The ever-vigilant Jim Cummings – OCR board member and director of Acoustic Ecology Institute sent us the following article that correlates increased acidity in the ocean with decreased acoustical attenuation of sea water. This means that along with all of the other biological consequences of the acidification of the ocean (harm to coral and shell-building animals, corrosion of the sea animals that produce 4/5ths of the planetary oxygen,. etc…) that ocean noise will travel farther in acidified seas.
Interlocking aspects of our environment such as this tells us volumes about how many “perfect balances” are part of the fabric of life on our planet. It is also yet another harbinger of how thoroughly things could become unraveled if we do not start acting on what we do know about our socio-economic interactions with these amazing planetary balances.
Acoustic Ecology Institute can be found here: www.AcousticEcology.org
Acidifying oceans are brewing up an underwater din
16:53 23 September 2008
NewScientist.com news service
The big blue ocean is getting noisier. Sound can now travel further than it did a century ago, thanks to carbon emissions that have made the oceans more acidic.
Researchers have known for some time that acidity can influence how far sound travels in seawater. In the 1970s, acoustic measurements showed that the reach of low-frequency sounds varies between oceans. A whale’s call, for example, travels further in the north Pacific than in the north Atlantic, due to differences in pH.
Exactly how the process works is unclear, especially at frequencies below 1 kilohertz, which include whale calls, crashing waves and whirring ship engines.
“At these frequencies the exact molecular mechanism is still a bit fuzzy,” says Peter Brewer of the Monterey Bay Aquarium Research Institute in California.
Some suggest that “ion pairs” of carbonate, bicarbonate, boric acid and borate are naturally “tuned” to absorb sound wave energy of 1 kHz and below. The acidity of the water affects the balance between these chemicals.
Oceans are becoming more acidic because of rising levels of CO2 in the atmosphere, which dissolves in seawater to form carbonic acid.
Brewer and his colleagues wanted to find out if these changes could be enough to affect sound transport. They analysed a database of ocean acidity during the 20th century, which showed that, on average, ocean pH levels dropped by 0.12.
Using previous experimental data and field observations of how pH affects sound, they calculated how much this drop would affect the absorption of sound waves at 0.44 kHz – the note “A” used to tune an orchestra.
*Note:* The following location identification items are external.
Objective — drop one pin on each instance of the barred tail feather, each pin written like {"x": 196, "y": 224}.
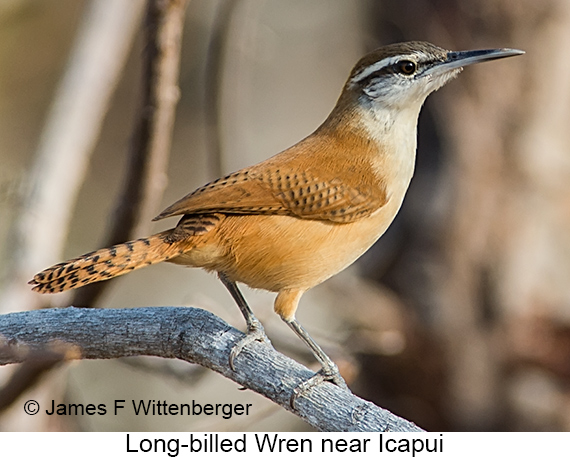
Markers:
{"x": 106, "y": 263}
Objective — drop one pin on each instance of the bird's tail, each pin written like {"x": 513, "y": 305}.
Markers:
{"x": 106, "y": 263}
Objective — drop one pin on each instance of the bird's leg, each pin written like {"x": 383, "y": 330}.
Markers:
{"x": 328, "y": 372}
{"x": 255, "y": 331}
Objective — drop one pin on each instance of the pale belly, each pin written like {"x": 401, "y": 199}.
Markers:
{"x": 281, "y": 252}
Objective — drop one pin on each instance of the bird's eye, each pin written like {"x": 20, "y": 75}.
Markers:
{"x": 406, "y": 67}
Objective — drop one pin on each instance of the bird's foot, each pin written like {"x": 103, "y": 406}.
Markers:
{"x": 255, "y": 332}
{"x": 328, "y": 373}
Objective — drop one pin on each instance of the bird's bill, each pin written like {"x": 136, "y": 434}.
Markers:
{"x": 463, "y": 58}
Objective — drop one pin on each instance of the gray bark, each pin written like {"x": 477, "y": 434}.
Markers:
{"x": 193, "y": 335}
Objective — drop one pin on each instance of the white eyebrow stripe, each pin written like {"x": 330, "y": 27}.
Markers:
{"x": 367, "y": 71}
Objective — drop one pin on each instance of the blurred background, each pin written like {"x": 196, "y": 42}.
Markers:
{"x": 457, "y": 319}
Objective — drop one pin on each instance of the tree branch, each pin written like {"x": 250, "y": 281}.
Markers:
{"x": 193, "y": 335}
{"x": 148, "y": 158}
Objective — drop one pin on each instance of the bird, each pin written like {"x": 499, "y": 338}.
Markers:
{"x": 294, "y": 220}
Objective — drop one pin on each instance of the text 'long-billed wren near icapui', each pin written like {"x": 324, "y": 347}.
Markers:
{"x": 301, "y": 216}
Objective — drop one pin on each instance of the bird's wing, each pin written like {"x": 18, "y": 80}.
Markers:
{"x": 279, "y": 191}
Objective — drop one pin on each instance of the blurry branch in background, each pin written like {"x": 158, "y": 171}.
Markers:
{"x": 196, "y": 336}
{"x": 148, "y": 156}
{"x": 67, "y": 141}
{"x": 213, "y": 84}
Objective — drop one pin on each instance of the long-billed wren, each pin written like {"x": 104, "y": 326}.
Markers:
{"x": 301, "y": 216}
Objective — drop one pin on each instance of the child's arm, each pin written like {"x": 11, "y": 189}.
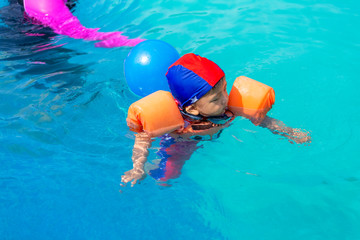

They found that by the early 1990s, sound was being absorbed 15% less than in the late 19th century.
Some studies predict ocean pH could drop by an average of 0.3 before the end of this century (Nature, vol 425 p 365).
The team calculates that this would cause a 40% decrease in the absorption of sounds below 1 kHz. “The ocean will have higher levels of ambient noise, marine mammals will communicate at greater range, and military or industrial sounds will travel further,” Brewer says.
“They have done well to raise this issue,” says Tim Leighton of the University of Southampton, UK. He points out the changes so far are relatively small, so the effect may be significant only in deep, quiet waters.
Whether or not the differences will affect animal communication or military operations will require further study, Brewer says.
However, he points to a study by Mark McDonald of Whale Acoustics, Colorado and John Hildebrand at Scripps Institution of Oceanography, California, suggesting that blue whales are calling at lower frequencies than they used to, possibly because it is easier to communicate this way.